Learn How a Section 125 Plan Works
What are post-tax benefits?
Post-tax benefit contributions are taken from an employee’s paycheck after taxes have already been deducted. This then means that the employer and employee will owe more income and employment tax, but the employee generally won’t owe any income tax on the benefits when they use the plan in the future.
One of the most common plans paid for on a post-tax basis is disability insurance. If the disability premium is deducted from their salary on a pre-tax basis, or if the employer pays the premium, the benefits will be taxable at the time they receive claim payment. It is typically preferred to deduct premiums post-tax because employees won’t have to pay taxes on the benefits they receive in the future if they were to experience a disability.

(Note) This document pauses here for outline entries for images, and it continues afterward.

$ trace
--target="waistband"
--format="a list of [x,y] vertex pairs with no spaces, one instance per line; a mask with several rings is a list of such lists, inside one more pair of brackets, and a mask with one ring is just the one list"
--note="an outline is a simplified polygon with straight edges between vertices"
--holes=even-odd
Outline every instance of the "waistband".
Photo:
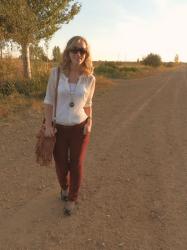
[[63,124],[56,123],[56,127],[59,127],[59,128],[77,128],[77,127],[82,127],[84,124],[86,124],[87,120],[88,120],[88,118],[86,118],[86,120],[84,120],[83,122],[75,124],[75,125],[63,125]]

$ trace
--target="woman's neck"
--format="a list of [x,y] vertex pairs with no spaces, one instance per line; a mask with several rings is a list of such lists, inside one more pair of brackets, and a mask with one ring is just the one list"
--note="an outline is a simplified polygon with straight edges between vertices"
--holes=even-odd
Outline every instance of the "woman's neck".
[[75,74],[81,74],[81,66],[80,65],[71,65],[70,66],[70,72],[73,72]]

Are there advantages to either option?
It’s important to understand the difference between pre- and post-tax benefits because choosing one or the other could be disadvantageous to the policyholder, depending on the type of benefit. Pre-tax contributions reduce overall taxable income and provide an immediate tax-break for employees. It’s advantageous to pre-tax benefits when savings on current taxes is needed. However, with pre-tax contributions, taxes could be owed down the road when the benefits are used.
Post-tax contributions for benefits do not reduce overall tax burden but can provide future relief when it’s time to utilize the benefits. They may not provide tax breaks on the front end, but a post-tax deduction can result in savings in the future
This blog is up to date as of July 2020 and has not been updated for changes in the law, administration or current events.